[uf-discuss] XFN and hCards

David Osolkowski qidydl at gmail.com
Fri Dec 23 07:12:10 PST 2005

On 12/22/05, Ryan King <ryan at technorati.com> wrote:
> First of all, see the discussion here: http://www.microformats.org/
> blog/2005/11/02/xfn-grandeur/

Apologies, I hadn't seen that; it looks like I'm a little late on this
topic, so if I'm not contributing anything new feel free to shut me up.

> Identifying the target is a little more complicated.  Generally, we
> > should check the linked page for an <address> element, and assume
> > that linking to a page means relating to the author of that page.
> I'm not sure what you mean by the last part above.

Well, the microformats blog post talks about using URLs as a proxy for
people.  If a page at a URL includes an <address> element, it seems safe to
assume that the content of that <address> element would be a representation
of the person that the URL is a proxy for.

Suppose http://source.website/blogroll.html includes an XFN link to
http://target.website/.  If http://source.website/blogroll.html contains an
<address> element, the content of that element would be the obvious
representation of the person on the source side of the XFN relationship.  If
http://target.website/ contains an <address> element, the content of that
element would be the obvious representation of the person on the target side
of the XFN relationship.  But... (see below)

> If that assumption is incorrect, the source could link directly to
> > an hCard ( i.e. http://www.example.com/page.html#hCard).  This
> > requires the hCard to have an id, which makes things a bit
> > trickier; what should the source do if the hCard does not have an
> > id?  When publishing hCards, how do you know whether they'll need
> > ids?  Is this situation within the 80%?
> You can certainly use XFN links to link directly to people's hCards.

Well, the tricky situation I was trying to describe is, what if the target
is an hCard on a page not authored by the person in the hCard? Suppose
is authored by Joe Schmoe, but http://target.website/#wife is Jane Schmoe's
hCard.  If someone links to http://target.website/#wife with an XFN
relationship, the general case says it's a link to Joe, even though the
intention may be to link to Jane.  I don't know if this is a common
practice, or a theoretical edge case, or something that is currently rare
but could become common practice as hCard/XFN are more widely deployed (need
to find the cowpaths).  This may be more of an issue for tools than for
people authoring websites.  I don't consider myself experienced enough to
make these decisions.

But, honestly, I think the two concerns: 1) annotating social
> connections and 2) identifying people are separate concerns in terms
> of formats/technology.
> XFN and hCard do different things. Together they can be very useful,
> but "identifying authors of pages" is a concern that stands on its
> own, apart from XFN.

Indeed, that's why I intended to present this as "best practices when using
the formats," as opposed to "changes to the formats."  It's a combination of
XFN, hCard, and identifying the person that a URL represents.  XFN links the
URLs, hCards represent the people, I'm just trying to fill in the
(perceived?) gap between the URLs and the hCards.

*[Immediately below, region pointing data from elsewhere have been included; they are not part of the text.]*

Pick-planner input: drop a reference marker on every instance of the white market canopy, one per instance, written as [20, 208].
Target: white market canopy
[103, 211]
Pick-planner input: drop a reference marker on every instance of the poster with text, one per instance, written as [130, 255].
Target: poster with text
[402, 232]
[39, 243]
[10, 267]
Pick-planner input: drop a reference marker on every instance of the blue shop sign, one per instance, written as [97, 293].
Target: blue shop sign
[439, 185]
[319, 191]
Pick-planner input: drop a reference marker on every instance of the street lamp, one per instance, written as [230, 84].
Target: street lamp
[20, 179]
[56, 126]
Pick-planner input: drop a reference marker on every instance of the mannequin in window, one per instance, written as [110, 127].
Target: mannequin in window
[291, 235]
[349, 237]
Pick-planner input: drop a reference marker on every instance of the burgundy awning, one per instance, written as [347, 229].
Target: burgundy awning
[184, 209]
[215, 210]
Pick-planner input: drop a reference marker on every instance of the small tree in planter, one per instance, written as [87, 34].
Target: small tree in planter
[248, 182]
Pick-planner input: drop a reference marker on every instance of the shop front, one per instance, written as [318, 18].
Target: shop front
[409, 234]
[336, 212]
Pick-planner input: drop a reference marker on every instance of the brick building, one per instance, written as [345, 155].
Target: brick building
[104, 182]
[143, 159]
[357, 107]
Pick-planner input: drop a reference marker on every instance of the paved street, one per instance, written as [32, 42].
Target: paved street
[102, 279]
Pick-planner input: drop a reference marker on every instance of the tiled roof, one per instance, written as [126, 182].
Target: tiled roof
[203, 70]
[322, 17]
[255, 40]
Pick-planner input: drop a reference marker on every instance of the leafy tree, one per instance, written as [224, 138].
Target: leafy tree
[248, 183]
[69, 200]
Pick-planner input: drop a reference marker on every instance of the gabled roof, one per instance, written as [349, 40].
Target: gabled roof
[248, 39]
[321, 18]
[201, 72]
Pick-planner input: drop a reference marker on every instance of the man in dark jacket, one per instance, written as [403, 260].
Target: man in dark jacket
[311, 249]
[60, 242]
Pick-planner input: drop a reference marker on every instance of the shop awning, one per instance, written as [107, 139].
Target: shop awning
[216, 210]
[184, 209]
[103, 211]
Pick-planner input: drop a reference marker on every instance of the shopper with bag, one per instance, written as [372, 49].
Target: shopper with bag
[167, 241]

I don't know if it needs to be explained on gmpg.org . Perhaps someone
> could start a wikipage to document these best practices?

Well, at the least gmpg.org should probably link to the wiki page.  "XFN
works best when used as explained on [this wiki page]."  How about the name
"social-networking-practices" for the wiki page?  I can try to draft
something up during the weekend.

Just remember that just because two technologies get lumped together
> in an application doesn't mean they should be conflated in their
> specifications.

Agreed.  I do not wish to change XFN or hCard.